Do you believe that anticipated risk can change the attitude of politicians and populations in general?

One of the greatest, and most important, unsolved problems in evolutionary biology is how one may evolve and maintain cooperative or "altruistic" behaviour. It may seem obvious that if paying a small individual price purchases a much larger group benefit which one can enjoy as a member of the group, then there should be no problem. But the difficulty is that "cheating individuals" who reap the benefit without paying the cost, will – by virtue of avoiding the cos t– do better in evolutionary terms (leaving more descendents), and thus cheating behaviour will eventually prosper at the expense of the group benefit. If one is dealing with a small band of relatives, then one can get around this problem. But this no longer holds for the kind of larger aggregates of cooperative behaviour found in humans. Eventually, one can see that a framework of laws and regulations, all bound up with the associated problem of the evolution of language, may be able to keep such cooperative behaviour in place once it has appeared, but the reasons for the original appearance of such behaviour are still not well understood.

In other words, we do not understand why it is that we should, on occasion, take actions for the common good even though it means each of us giving up something. So it is even harder to understand how we may act together for the benefit of a seemingly distant future. Climate change unfolds on the time scale of decades; biodiversity is diminishing on the scale of centuries; feeding still-growing populations is not yet as crucial and may not be for the next fifty years.

In summary, we are really forced with the need to act now on behalf of the future, not least because in nonlinear systems small actions today are vastly more important than big actions tomorrow. Yet we do not have a fundamental evolutionary understanding of the social systems that bind us together. Small wonder that it is easy to be pessimistic about the future: we can anticipate the risks, but that does not necessarily mean that any past evolutionary experience has adapted us to doing anything about these risks, when many of the consequences lie beyond our personal horizon.

Last, but not least, we come to your award of an honorary doctorate from the ETH Department of Environmental Sciences. What does this honorary doctorate mean to you? Do you have a special relationship with ETH?

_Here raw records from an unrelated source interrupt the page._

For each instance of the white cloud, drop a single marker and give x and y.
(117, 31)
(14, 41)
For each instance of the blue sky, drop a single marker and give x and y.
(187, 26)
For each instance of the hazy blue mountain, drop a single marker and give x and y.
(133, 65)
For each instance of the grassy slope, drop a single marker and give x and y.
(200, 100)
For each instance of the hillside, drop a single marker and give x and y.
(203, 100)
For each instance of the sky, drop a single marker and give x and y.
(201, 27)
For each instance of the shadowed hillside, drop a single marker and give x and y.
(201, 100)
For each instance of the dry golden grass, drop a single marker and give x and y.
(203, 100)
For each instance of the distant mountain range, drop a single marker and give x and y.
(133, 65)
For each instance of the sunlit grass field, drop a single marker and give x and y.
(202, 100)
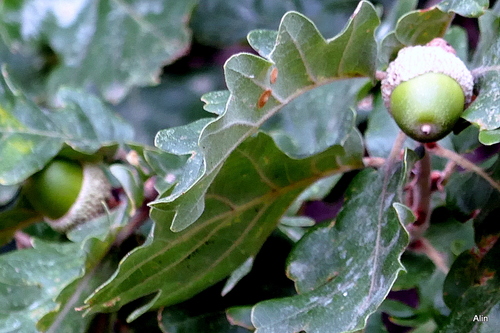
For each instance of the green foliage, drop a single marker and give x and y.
(222, 210)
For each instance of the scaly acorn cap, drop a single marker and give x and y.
(437, 56)
(95, 190)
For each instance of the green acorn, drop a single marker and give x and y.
(68, 193)
(426, 89)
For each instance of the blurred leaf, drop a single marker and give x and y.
(468, 8)
(25, 68)
(241, 316)
(107, 44)
(174, 102)
(421, 26)
(31, 280)
(414, 28)
(30, 136)
(464, 202)
(417, 268)
(396, 10)
(300, 68)
(481, 298)
(94, 239)
(221, 23)
(341, 277)
(238, 217)
(482, 112)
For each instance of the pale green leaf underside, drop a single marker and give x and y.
(303, 60)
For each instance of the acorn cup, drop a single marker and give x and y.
(68, 193)
(426, 89)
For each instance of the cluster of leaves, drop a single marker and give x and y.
(291, 126)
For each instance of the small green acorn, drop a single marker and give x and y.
(68, 193)
(426, 89)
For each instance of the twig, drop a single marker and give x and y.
(461, 161)
(420, 195)
(375, 162)
(477, 72)
(425, 247)
(141, 215)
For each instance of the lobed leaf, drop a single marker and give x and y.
(30, 137)
(224, 23)
(31, 279)
(343, 271)
(111, 45)
(238, 217)
(94, 239)
(304, 60)
(468, 8)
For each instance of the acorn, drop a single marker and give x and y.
(68, 193)
(426, 89)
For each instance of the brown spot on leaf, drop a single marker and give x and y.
(263, 98)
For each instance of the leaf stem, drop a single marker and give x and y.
(463, 162)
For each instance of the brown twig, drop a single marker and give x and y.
(423, 246)
(461, 161)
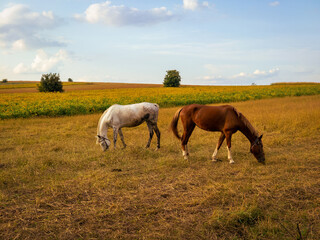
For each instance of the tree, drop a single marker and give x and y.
(172, 79)
(50, 83)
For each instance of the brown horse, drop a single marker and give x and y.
(225, 119)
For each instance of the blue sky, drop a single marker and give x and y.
(209, 42)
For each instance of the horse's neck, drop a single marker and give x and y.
(102, 128)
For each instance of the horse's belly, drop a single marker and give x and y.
(208, 127)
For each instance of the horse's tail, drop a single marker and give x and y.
(174, 123)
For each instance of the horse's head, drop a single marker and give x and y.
(257, 150)
(104, 142)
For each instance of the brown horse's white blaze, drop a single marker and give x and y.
(225, 119)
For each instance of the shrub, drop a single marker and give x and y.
(172, 79)
(50, 83)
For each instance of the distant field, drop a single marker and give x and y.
(31, 87)
(15, 105)
(55, 183)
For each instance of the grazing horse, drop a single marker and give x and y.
(119, 116)
(225, 119)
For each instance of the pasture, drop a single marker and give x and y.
(57, 184)
(91, 100)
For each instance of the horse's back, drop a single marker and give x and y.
(211, 118)
(131, 115)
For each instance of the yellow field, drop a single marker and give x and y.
(55, 183)
(15, 105)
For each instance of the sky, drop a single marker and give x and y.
(212, 42)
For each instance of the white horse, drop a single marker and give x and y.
(119, 116)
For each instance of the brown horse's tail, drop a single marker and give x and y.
(174, 123)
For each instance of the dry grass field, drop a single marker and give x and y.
(55, 183)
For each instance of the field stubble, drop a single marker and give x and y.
(56, 183)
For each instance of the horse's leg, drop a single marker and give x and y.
(157, 131)
(228, 138)
(188, 129)
(115, 136)
(221, 139)
(150, 128)
(122, 138)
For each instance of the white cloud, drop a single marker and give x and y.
(190, 4)
(258, 74)
(20, 27)
(194, 4)
(19, 45)
(42, 62)
(113, 15)
(274, 4)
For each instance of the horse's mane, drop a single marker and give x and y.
(246, 123)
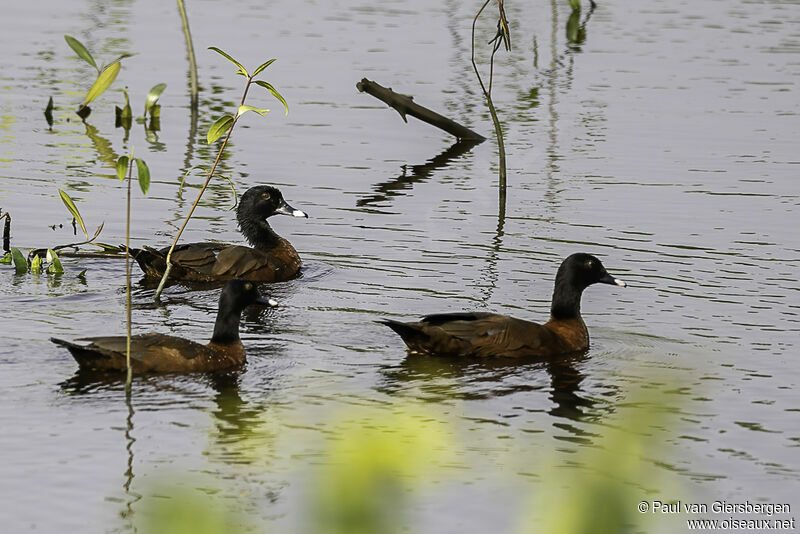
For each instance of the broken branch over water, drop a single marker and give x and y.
(405, 105)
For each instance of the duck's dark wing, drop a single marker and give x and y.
(149, 352)
(206, 262)
(473, 334)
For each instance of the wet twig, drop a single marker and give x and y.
(405, 105)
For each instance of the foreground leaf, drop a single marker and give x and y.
(144, 175)
(36, 264)
(122, 167)
(263, 66)
(274, 92)
(55, 266)
(218, 128)
(102, 82)
(20, 263)
(79, 49)
(244, 109)
(241, 70)
(73, 209)
(152, 97)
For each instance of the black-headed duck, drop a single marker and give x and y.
(160, 353)
(488, 334)
(271, 258)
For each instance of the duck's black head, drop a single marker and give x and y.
(576, 273)
(235, 297)
(255, 207)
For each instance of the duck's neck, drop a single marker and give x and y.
(566, 301)
(226, 329)
(258, 233)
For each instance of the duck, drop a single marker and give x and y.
(270, 258)
(161, 353)
(483, 334)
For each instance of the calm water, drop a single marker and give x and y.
(665, 143)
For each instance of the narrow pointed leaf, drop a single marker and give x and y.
(241, 70)
(48, 112)
(122, 167)
(144, 175)
(120, 58)
(79, 49)
(55, 266)
(219, 128)
(36, 264)
(73, 209)
(102, 82)
(97, 232)
(244, 109)
(152, 97)
(274, 92)
(20, 263)
(263, 66)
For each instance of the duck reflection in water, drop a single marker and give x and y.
(440, 379)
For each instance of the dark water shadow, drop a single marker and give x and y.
(416, 173)
(480, 379)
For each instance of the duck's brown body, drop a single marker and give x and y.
(210, 262)
(270, 259)
(488, 334)
(160, 353)
(154, 353)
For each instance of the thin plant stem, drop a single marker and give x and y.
(497, 127)
(190, 51)
(129, 377)
(202, 190)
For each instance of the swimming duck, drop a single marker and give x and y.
(160, 353)
(490, 334)
(271, 258)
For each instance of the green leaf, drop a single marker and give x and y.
(36, 264)
(126, 111)
(241, 70)
(79, 49)
(144, 175)
(20, 263)
(275, 93)
(152, 97)
(55, 266)
(263, 66)
(122, 167)
(48, 112)
(73, 209)
(120, 58)
(244, 109)
(103, 82)
(218, 128)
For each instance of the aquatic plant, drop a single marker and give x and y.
(224, 126)
(105, 75)
(125, 166)
(502, 37)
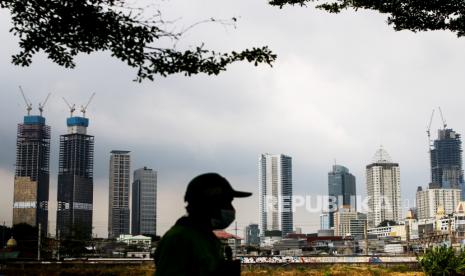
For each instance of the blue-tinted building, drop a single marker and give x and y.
(446, 160)
(341, 189)
(144, 202)
(75, 181)
(32, 173)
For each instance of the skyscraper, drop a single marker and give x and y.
(428, 201)
(75, 180)
(275, 184)
(118, 210)
(31, 183)
(341, 188)
(252, 234)
(446, 160)
(383, 189)
(144, 202)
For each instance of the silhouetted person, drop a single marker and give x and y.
(190, 247)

My PhD supervisor at Sydney University was Robbie Schafroth, who was Pauli’s Assistant in the mid-1950s at the ETH. Schafroth was, indeed, the first person to observe that a charged Bose gas would be a super conductor. This redefined the problem of a theory of superconductivity – one of the grails of physics at the time – to the problem of explaining how there could be effectively bound electron pairs in superconductors. Had he lived, then justice would surely have demanded that Schafroth share the prize with Bardeen for superconductivity (the prize that eventually went to Bardeen Cooper and Schriefer). Sadly, he and his wife were killed in an accident in a small plane in the Australian outback in 1959. He was just 42. But for this he would have taken up the Foundation Chair in Theoretical Physics at the University of Geneva a few months later and I would have accompanied him as his Assistant. So his death completely changed my life, although I would like to think that his mentorship, and wonderful example both as scientist and person, permanently shaped my own life. My Honorary Degree from the ETH thus has very special meaning for me.